The official autopsy for the Ferguson, Mo. teenager who was shot and killed by a white police officer was released Tuesday, revealing the unarmed teen was shot in the hand at close range.
The findings, according to St. Louis medical examiner Dr. Michael Graham, support “that there was a significant altercation at the car.” Graham was not part of the official investigation. Sources close with Wilson’s statements have said Brown struggled for the officer’s firearm inside the police SUV. Wilson maintains he fired the gun twice, hitting Brown in the hand.
The autopsy also reveals the 18-year-old sustained six gunshot entrance wounds. A private autopsy conducted by Brown’s family showed the teen had been shot six times as well, including twice in the head.
Dr. Judy Melinek, a forensic pathologist in San Francisco, said Brown was facing Wilson when Brown took a shot to the forehead, two shots to the chest and a shot to the upper right arm. The wound to the top of Brown’s head would indicate he was falling forward or in a lunging position toward the shooter; the shot was instantly fatal.
A sixth shot that hit the forearm traveled from the back of the arm to the inner arm, which means Brown’s palms could not have been facing Wilson, as some witnesses have said, Melinek said. That trajectory shows Brown probably was not taking a standard surrender position with arms above the shoulders and palms out when he was hit, she said.
Experts seem to believe these new findings will support Wilson’s account.
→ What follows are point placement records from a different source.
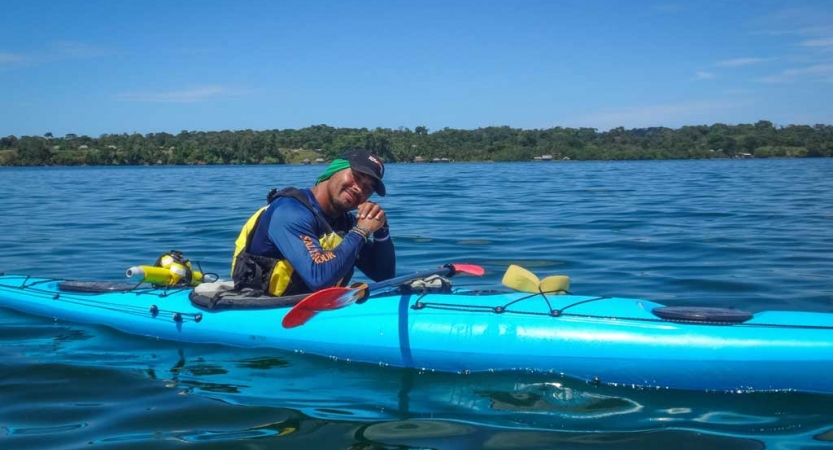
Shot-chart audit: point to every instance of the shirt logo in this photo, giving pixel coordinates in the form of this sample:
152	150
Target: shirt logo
315	253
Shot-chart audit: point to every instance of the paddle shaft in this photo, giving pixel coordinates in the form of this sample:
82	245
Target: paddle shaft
448	269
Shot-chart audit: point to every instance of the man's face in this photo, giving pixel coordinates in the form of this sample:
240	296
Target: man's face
348	189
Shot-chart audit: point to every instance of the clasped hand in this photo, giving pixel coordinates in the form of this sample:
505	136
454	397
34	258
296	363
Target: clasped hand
371	216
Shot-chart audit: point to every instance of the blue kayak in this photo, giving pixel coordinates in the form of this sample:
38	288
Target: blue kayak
606	340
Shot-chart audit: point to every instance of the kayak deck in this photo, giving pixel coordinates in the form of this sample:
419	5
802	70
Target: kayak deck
602	339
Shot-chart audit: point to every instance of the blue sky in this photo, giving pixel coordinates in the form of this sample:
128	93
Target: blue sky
116	66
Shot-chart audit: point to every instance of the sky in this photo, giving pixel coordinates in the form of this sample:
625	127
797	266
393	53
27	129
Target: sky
96	67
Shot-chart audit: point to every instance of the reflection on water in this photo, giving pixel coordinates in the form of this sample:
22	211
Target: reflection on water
408	409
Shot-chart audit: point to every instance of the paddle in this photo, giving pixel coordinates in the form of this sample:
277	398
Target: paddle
340	297
520	279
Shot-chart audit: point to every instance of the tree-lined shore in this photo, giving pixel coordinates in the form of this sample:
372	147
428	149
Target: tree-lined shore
759	140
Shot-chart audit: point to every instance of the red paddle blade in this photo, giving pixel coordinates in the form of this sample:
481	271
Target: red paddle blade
471	269
323	300
297	317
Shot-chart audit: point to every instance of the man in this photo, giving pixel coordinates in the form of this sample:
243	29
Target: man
308	239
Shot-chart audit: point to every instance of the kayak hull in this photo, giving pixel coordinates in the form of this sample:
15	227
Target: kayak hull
606	340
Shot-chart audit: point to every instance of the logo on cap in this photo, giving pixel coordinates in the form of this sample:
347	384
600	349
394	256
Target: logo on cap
378	163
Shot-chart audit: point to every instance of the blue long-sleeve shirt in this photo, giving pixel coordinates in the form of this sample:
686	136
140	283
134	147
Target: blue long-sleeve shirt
293	234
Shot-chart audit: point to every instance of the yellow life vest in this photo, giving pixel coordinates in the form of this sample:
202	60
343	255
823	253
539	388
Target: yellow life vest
259	269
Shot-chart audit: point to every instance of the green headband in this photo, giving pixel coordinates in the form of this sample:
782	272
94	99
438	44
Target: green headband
335	166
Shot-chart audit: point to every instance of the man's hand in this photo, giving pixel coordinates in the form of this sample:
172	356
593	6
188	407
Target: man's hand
371	216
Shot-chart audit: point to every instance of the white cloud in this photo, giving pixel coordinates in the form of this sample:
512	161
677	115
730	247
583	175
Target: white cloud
737	91
738	62
75	50
670	7
817	72
13	58
702	75
192	95
824	42
657	115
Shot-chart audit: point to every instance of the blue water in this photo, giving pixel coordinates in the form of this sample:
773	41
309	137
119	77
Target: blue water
752	234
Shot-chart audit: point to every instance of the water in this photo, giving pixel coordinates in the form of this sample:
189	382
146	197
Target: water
753	234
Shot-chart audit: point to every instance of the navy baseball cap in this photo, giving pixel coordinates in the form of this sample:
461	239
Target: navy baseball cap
368	164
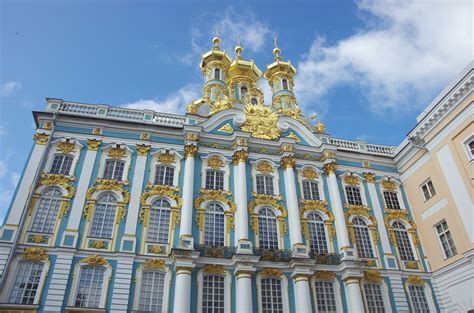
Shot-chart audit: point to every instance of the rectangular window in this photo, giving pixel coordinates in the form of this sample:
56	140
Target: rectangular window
152	291
164	175
272	300
391	200
353	195
374	298
213	290
61	164
89	290
114	169
26	283
418	299
428	190
447	242
325	297
214	180
310	190
264	185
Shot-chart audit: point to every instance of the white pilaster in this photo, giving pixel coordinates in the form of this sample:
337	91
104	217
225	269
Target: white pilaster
244	292
338	210
185	233
378	215
26	183
354	295
302	294
82	187
182	291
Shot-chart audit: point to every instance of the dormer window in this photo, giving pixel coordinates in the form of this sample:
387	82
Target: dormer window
243	92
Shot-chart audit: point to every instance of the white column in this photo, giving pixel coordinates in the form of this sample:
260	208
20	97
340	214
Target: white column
354	295
83	185
188	190
182	290
302	294
136	192
335	197
244	292
378	214
26	184
296	238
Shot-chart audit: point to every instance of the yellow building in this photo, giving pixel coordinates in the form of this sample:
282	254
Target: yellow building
437	166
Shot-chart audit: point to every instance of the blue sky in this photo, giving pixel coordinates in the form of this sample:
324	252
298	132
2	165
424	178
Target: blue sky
367	68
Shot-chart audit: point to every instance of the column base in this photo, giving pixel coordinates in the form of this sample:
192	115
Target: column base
186	242
244	246
299	250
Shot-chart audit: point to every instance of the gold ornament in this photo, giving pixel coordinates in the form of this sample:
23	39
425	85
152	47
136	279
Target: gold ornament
265	167
93	144
330	168
215	162
94	260
261	122
143	149
373	276
41	139
190	151
35	254
154	264
288	162
325	275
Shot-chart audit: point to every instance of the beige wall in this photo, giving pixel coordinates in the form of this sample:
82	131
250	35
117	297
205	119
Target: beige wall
432	169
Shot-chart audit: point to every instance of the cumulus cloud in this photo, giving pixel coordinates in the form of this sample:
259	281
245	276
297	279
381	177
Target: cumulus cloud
406	52
174	103
10	87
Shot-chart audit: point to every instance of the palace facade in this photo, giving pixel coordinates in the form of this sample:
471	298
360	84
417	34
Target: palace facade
236	206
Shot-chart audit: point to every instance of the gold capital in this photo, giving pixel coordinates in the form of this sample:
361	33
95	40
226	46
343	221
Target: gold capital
330	168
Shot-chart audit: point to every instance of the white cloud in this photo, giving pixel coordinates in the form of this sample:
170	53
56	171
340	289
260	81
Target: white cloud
405	53
174	103
8	88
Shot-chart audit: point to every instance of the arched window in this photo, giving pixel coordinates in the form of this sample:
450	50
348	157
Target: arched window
214	226
214	180
217	73
353	195
104	216
114	169
26	283
159	222
243	92
164	175
151	291
310	190
47	211
403	242
61	164
264	184
317	233
267	229
364	246
89	291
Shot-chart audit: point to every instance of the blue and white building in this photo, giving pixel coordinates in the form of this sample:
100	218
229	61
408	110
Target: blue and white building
236	206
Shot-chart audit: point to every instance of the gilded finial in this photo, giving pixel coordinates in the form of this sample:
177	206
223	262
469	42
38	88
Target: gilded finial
276	50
Graham said the examination indicated a shot traveled from the tip of Brown’s right thumb toward his wrist. The official report notes an absence of stippling, powder burns around a wound that indicate a shot fired at relatively short range.
But Graham said, “Sometimes when it’s really close, such as within an inch or so, there is no stipple, just smoke.”
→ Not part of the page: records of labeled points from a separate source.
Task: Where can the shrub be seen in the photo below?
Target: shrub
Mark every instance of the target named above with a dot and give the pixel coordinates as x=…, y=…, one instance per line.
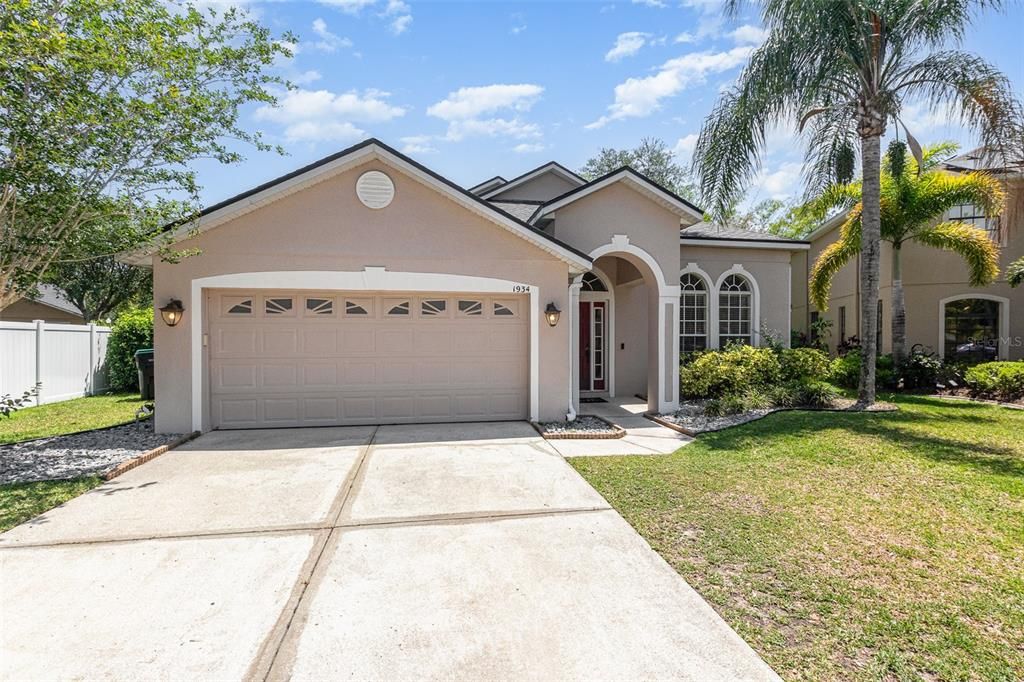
x=999, y=380
x=730, y=372
x=798, y=364
x=921, y=371
x=133, y=330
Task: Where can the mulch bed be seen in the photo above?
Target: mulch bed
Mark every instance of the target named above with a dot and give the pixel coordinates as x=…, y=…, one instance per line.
x=585, y=426
x=95, y=453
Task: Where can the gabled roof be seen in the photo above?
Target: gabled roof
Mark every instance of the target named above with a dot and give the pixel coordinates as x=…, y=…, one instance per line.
x=496, y=181
x=550, y=167
x=342, y=161
x=50, y=296
x=627, y=175
x=712, y=235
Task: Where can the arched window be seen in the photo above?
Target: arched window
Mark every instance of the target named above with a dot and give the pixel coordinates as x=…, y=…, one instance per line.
x=971, y=329
x=692, y=313
x=592, y=283
x=734, y=310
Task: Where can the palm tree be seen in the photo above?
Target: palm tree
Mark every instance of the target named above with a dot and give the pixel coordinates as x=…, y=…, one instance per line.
x=845, y=69
x=1015, y=272
x=913, y=199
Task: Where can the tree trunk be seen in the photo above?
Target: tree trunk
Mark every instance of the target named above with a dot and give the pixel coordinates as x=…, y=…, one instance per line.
x=870, y=248
x=899, y=309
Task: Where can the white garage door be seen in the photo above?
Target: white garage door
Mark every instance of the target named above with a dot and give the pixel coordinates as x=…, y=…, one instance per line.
x=311, y=358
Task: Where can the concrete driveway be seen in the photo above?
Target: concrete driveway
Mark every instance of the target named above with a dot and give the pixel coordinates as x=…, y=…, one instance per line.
x=455, y=551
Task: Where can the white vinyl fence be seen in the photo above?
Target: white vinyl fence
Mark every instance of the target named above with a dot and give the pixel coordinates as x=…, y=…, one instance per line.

Melinek said the autopsy “supports the fact that this guy is reaching for the gun, if he has gunpowder particulate material in the wound.” She added, “If he has his hand near the gun when it goes off, he’s going for the officer’s gun.”
Melinek also said the autopsy did not support witnesses who have claimed Brown was shot while running away from Wilson, or with his hands up.
But other details leaked last week about the investigation, including the reveal that Brown’s blood was on Wilson’s uniform and inside the police SUV, may not work in the officer’s favor.
[CNN legal analyst Danny Cevallos] said the details about Brown’s blood on the officer’s gun and on his uniform might only go so far in helping the officer’s case.
“Ultimately, that officer will have to come up with justification not for firing his gun the first time, but for each and every bullet that came out of his firearm — whether at the car or away from the car,” he said.
Earlier this week, former St. Louis County Police Chief Tim Fitch said that information surrounding the investigation will continue to leak as a way to “let people down slowly” — a suggestion that Wilson may not be indicted next month.
Fitch believes more information will be leaked out to the media by a government source. Fitch says this strategy has been used before, “Assuming that the article is correct my belief is that there will be future articles written as probably from the same federal source that will let out a little information each time as it gets closer to the actual announcement of the verdict or charges or no charges.”
Fitch believes the leaked information is an attempt to let some people down slowly, “It was an intentional release with someone familiar with the federal side of the investigation, in my opinion, for the sole purpose of preparing the community for what may be seen for many as bad news, that there’s not going to be any federal charges.”
A St. Louis grand jury will determine if Wilson will face charges. Federal investigators are still looking into whether any civil rights violations occurred. We’ll keep you updated with the latest.